When your Go program creates a struct or a slice, where does that memory actually come from? The answer involves a surprisingly deep stack: escape analysis, a multi-level cache hierarchy, span management, and ultimately mmap calls to the OS. Let's trace the full path.
1. The Core Problem: Bridging Objects and Pages
There's a fundamental gap between how applications think about memory and how the OS provides it:
Application view Allocator bridge OS view
───────────────── ──────────────── ──────────
"I need a struct" → maps object ↔ block → mmap pages
"I need a slice" manages size classes (fixed-size chunks)
The mutator (your application code) thinks in terms of objects. The OS thinks in terms of pages. The allocator sits between them, handling:
- Fragmentation — dividing memory into size-classed blocks to minimize waste
- Concurrency — reducing lock contention for small, high-frequency allocations
- Caching — pre-allocating memory to avoid repeated OS calls
This problem was solved in C/C++ by TCMalloc (Thread-Cache Malloc).

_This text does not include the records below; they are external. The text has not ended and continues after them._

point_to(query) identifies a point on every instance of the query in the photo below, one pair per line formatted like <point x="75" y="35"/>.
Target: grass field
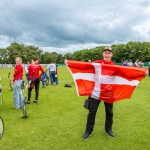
<point x="57" y="121"/>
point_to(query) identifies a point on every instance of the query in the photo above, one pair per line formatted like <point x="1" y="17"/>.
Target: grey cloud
<point x="60" y="24"/>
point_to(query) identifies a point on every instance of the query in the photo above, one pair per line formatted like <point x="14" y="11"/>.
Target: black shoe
<point x="86" y="135"/>
<point x="110" y="133"/>
<point x="28" y="102"/>
<point x="35" y="101"/>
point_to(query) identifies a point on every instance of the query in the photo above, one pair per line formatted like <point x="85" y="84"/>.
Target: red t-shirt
<point x="102" y="61"/>
<point x="18" y="72"/>
<point x="34" y="71"/>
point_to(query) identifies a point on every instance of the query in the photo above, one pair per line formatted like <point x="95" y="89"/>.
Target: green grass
<point x="58" y="121"/>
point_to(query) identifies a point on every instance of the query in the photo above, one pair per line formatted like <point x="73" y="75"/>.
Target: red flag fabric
<point x="109" y="83"/>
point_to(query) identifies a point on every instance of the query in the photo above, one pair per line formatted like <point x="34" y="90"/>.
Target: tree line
<point x="130" y="51"/>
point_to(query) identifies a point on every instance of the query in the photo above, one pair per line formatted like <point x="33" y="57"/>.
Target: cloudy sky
<point x="67" y="25"/>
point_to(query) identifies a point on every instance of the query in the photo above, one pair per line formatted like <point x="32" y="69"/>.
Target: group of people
<point x="34" y="74"/>
<point x="138" y="63"/>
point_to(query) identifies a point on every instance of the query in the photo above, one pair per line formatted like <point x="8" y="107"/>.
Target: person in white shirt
<point x="52" y="71"/>
<point x="26" y="70"/>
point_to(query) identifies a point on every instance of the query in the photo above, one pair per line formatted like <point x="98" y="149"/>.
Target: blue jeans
<point x="18" y="95"/>
<point x="52" y="77"/>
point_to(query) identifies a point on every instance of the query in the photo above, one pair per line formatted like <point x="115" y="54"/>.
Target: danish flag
<point x="109" y="83"/>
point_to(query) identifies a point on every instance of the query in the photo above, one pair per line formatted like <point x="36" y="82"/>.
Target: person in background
<point x="34" y="72"/>
<point x="17" y="80"/>
<point x="136" y="64"/>
<point x="26" y="70"/>
<point x="52" y="71"/>
<point x="56" y="75"/>
<point x="94" y="103"/>
<point x="149" y="68"/>
<point x="44" y="79"/>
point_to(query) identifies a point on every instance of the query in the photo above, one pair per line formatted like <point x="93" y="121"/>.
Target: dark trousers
<point x="52" y="77"/>
<point x="93" y="106"/>
<point x="36" y="84"/>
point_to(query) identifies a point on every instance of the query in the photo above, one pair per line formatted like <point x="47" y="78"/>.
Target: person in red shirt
<point x="94" y="103"/>
<point x="34" y="72"/>
<point x="17" y="80"/>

Go's allocator is directly inspired by it.
2. Memory Allocation Basics
Three Allocation Regions
| Region | Contents | Management |
|---|---|---|
| Static storage | Global vars, constants, root objects | Compiler-managed |
| Stack | Local variables, function frames | Auto (move stack pointer) |
| Heap |
make, new, escaped objects |
Runtime allocator + GC |
The stack is fast — allocation is just a pointer increment. The heap is shared across goroutines, which introduces fragmentation and concurrency challenges.
The brk Problem
Early allocators used sbrk() to move the heap boundary:
Low address High address
┌──────────┬──────────┬─────────────────────────┐
│ A │ B │ free space │ ← brk pointer
└──────────┴──────────┴─────────────────────────┘
If we free A but not B:
→ Can't move brk down (would destroy B)
→ A must be kept as a free cache block
→ Only when both A and B are free can we reclaim the space
This leads to the classic linked-list allocator: each block stores metadata (size, next pointer, in-use flag), and freed blocks are reused rather than returned to the OS.

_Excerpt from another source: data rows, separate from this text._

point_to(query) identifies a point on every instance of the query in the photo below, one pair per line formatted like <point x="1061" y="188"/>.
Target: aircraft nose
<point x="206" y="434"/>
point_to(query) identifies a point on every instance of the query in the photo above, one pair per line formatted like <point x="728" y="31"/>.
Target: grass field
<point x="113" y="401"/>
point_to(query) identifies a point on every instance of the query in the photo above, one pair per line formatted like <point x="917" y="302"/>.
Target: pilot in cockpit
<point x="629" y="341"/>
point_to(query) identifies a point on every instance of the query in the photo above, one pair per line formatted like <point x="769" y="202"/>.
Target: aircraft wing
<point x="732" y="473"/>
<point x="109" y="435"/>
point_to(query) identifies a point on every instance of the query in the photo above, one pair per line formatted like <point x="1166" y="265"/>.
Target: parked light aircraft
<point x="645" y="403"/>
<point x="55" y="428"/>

Problems with a naive linked-list allocator:
- Global lock → severe contention under high concurrency
- Linear scan to find a free block → O(N) allocation time
- Severe fragmentation (a 1GB free block wasted on a 1KB allocation)
- Only the tail block can be returned to the OS
3. TCMalloc: The Foundation
TCMalloc solves these problems with three core ideas:
Key Concepts
| Term | Definition |
|---|---|
| Page | Fixed-size memory unit (TCMalloc's page ≥ OS page, always a multiple) |
| Span / SpanList | A group of contiguous pages; spans of the same page count form a doubly-linked list |
| Object | A span is split into N equal-sized objects, forming a FreeList |
Three-Layer Architecture
┌─────────────────────────────────────────────────────────┐
│ TCMalloc Architecture │
│ │
│ Thread 1 Thread 2 Thread 3 │
│ ┌──────────┐ ┌──────────┐ ┌──────────┐ │
│ │ThreadCache│ │ThreadCache│ │ThreadCache│ ← L1 │
│ │(no lock) │ │(no lock) │ │(no lock) │ │
│ └────┬─────┘ └────┬─────┘ └────┬─────┘ │
│ └───────────────┼───────────────┘ │
│ ┌────▼─────┐ │
│ │CentralCache│ ← L2 │
│ │(with lock)│ │
│ └────┬─────┘ │
│ ┌────▼─────┐ │
│ │ PageHeap │ ← L3 │
│ │(Span mgmt)│ │
│ └──────────┘ │
└─────────────────────────────────────────────────────────┘
- ThreadCache — per-thread, lock-free. Each thread has its own free-list per size class.
- CentralCache — shared across threads, requires a lock. Refills ThreadCache when depleted.
- PageHeap — manages Spans. Splits a Span into objects for CentralCache when needed.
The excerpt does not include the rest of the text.